By Kimberly Powell, About.com

You've been researching your family for a while and have managed to correctly assemble many pieces of the puzzle. You've entered the names and dates found in census records, land records, military records, etc. But can you tell me exactly where you found great, great-grandma's birth date? Was it on her tombstone? In a book at the library? In the 1860 census on Ancestry.com?

When researching your family it is very important that you keep track of every piece of information. This is important both as a means of verifying or "proving" your data and also as a way for you or other researchers to go back to that source when future research leads to information which conflicts with your original assumption. In genealogy research, any statement of fact, whether it is a birth date or an ancestor's surname, must carry its own individual source.

Source citations in genealogy serve to:

  • let others know on which records you based your facts (did the birth date you have for your great-grandmother come from a published family history, a tombstone or a birth certificate?)

  • assist others in evaluating your research (if you were lucky enough to find a complete family tree for your grandfather on the Internet, wouldn't you want to know where the information came from?)

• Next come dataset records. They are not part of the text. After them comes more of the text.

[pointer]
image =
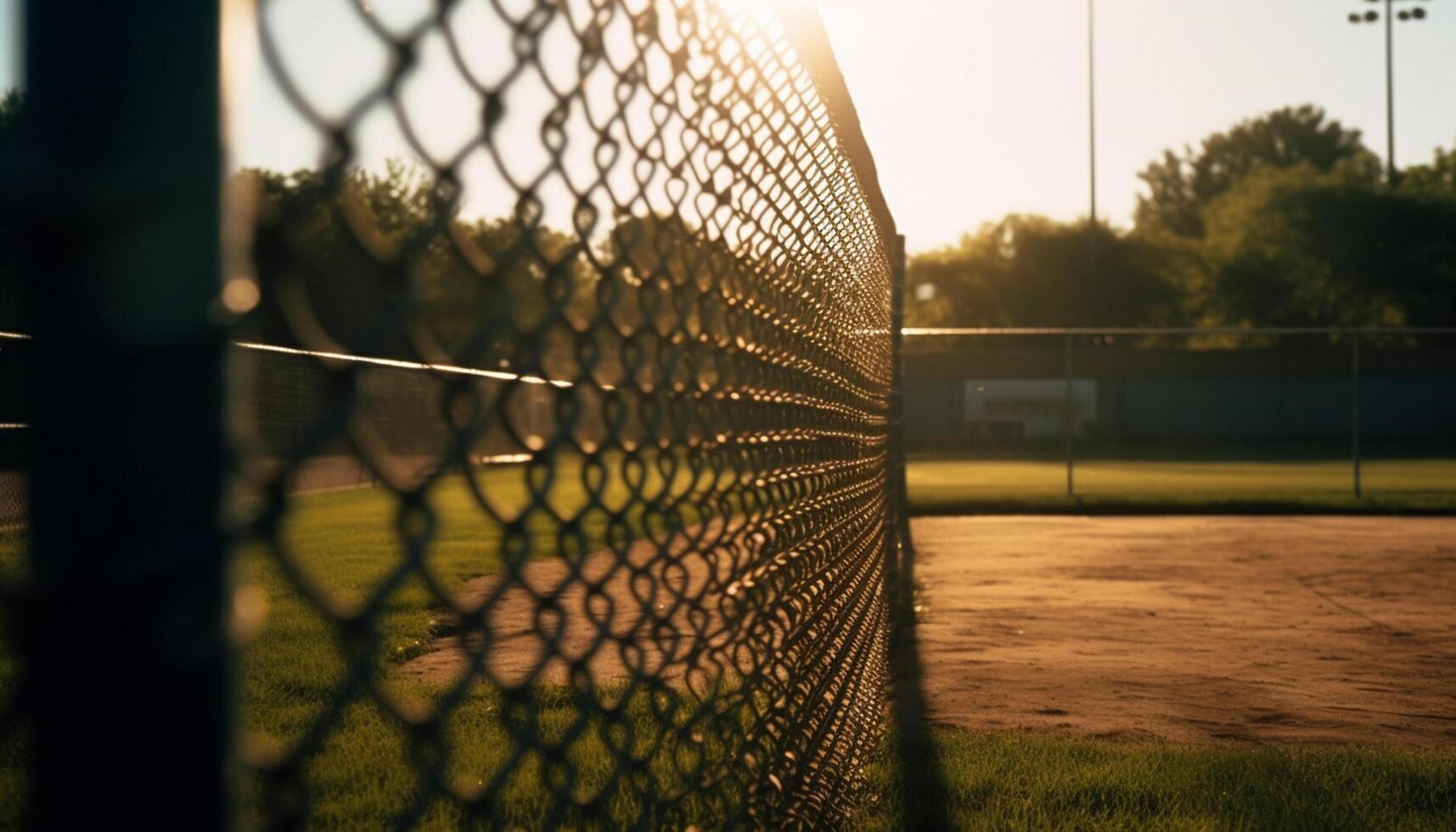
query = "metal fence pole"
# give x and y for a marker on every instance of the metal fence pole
(899, 496)
(1066, 420)
(1354, 411)
(122, 636)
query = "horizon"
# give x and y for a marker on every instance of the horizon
(1020, 148)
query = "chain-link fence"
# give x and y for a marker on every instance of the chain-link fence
(14, 430)
(565, 490)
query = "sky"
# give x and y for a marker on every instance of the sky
(977, 108)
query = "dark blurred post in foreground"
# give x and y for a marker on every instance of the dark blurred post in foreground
(122, 640)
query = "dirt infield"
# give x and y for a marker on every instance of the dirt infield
(1203, 630)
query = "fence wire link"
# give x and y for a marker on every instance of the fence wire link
(574, 514)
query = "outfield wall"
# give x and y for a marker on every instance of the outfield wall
(1183, 395)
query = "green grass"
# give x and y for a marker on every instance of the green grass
(362, 773)
(346, 545)
(1283, 486)
(1022, 781)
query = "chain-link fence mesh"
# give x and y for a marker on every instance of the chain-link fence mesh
(576, 513)
(14, 426)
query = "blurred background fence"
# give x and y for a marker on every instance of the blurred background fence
(1236, 411)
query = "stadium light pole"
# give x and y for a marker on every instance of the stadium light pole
(1093, 111)
(1391, 15)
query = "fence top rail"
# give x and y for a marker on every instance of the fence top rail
(951, 331)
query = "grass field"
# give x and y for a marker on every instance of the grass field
(1022, 781)
(941, 486)
(346, 547)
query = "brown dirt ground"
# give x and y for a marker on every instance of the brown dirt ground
(1200, 630)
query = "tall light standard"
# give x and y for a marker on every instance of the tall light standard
(1093, 110)
(1413, 15)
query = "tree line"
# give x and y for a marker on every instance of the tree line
(1282, 221)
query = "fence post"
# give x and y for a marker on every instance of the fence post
(126, 663)
(1354, 410)
(899, 490)
(1066, 419)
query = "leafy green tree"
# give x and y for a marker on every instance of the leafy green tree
(1032, 272)
(1305, 248)
(1436, 179)
(1180, 187)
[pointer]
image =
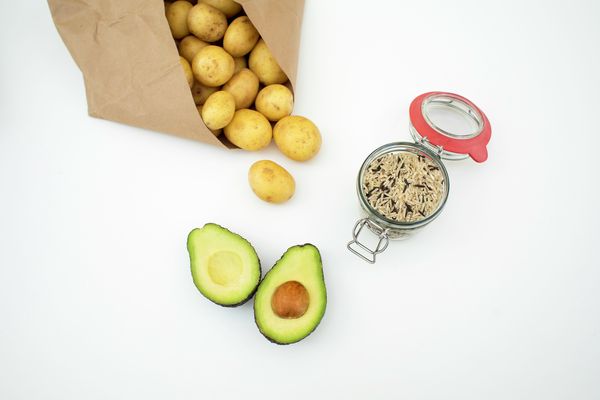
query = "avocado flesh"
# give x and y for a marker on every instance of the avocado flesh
(300, 264)
(225, 267)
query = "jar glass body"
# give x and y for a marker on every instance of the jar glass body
(378, 223)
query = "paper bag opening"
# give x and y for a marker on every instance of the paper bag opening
(130, 63)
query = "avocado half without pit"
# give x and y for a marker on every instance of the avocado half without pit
(225, 266)
(290, 301)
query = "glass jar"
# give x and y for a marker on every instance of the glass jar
(444, 126)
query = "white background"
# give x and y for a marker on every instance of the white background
(497, 299)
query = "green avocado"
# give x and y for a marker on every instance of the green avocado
(291, 299)
(225, 267)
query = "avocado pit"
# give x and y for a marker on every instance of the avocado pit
(290, 300)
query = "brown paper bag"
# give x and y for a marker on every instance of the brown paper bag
(130, 62)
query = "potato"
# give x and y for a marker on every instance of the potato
(249, 130)
(218, 110)
(275, 102)
(240, 64)
(227, 7)
(244, 87)
(264, 65)
(297, 137)
(177, 14)
(271, 182)
(190, 46)
(187, 70)
(201, 92)
(206, 22)
(213, 66)
(240, 37)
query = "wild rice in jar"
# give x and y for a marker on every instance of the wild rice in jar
(403, 187)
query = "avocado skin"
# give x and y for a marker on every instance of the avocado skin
(322, 278)
(259, 267)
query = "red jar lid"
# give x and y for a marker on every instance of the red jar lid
(451, 143)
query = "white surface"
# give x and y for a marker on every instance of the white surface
(497, 299)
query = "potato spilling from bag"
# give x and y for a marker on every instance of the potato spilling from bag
(240, 89)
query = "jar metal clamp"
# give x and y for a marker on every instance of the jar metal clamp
(437, 135)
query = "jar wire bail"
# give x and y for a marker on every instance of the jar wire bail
(377, 230)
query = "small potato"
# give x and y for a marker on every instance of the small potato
(240, 37)
(177, 14)
(218, 110)
(244, 87)
(271, 182)
(187, 70)
(227, 7)
(249, 130)
(201, 92)
(206, 22)
(215, 132)
(297, 137)
(190, 46)
(240, 64)
(213, 66)
(264, 65)
(275, 102)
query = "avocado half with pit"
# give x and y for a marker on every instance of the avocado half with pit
(291, 300)
(225, 266)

  • provide a reference in cases where a newly found fact appears to conflict with previous assumptions

  • help you to go easily go back to a previously used source when you realize you may have missed information or you have found new details which may lead to more information from that source

In other words, properly citing your sources leaves a big audit trail for others to follow, letting them know what documents you looked at, so they can judge your family tree connections and assumptions for themselves. In conjunction with research logs, proper source documentation also makes it much easier to pick up where you left off with your genealogy research after time spent focusing on other things.

Types of Genealogy Sources
When evaluating and documenting the sources used to establish your family tree connections, it is important to understand the different types of sources.

  • Primary vs. Secondary Sources
    Referring to the quality of the record, primary sources are records created at or near the time of an event by a person who had reasonably close knowledge of the event. Secondary sources, by contrast, are records created a significant amount of time after an event occurred or by a person who was not present at the event. While both types of sources are important in genealogy research, primary evidence usually carries more weight than secondary evidence.

  • Original vs. Derivative Sources
    Referring to the provenance of the record, original sources are records that contribute written, oral, or visual information not derived - copied, abstracted, transcribed, or summarized - from another written or oral record. Derivative sources are, by their definition, records which have been derived - copied, abstracted, transcribed, or summarized - from previously existing sources. Original evidence usually carries more weight than derivative evidence.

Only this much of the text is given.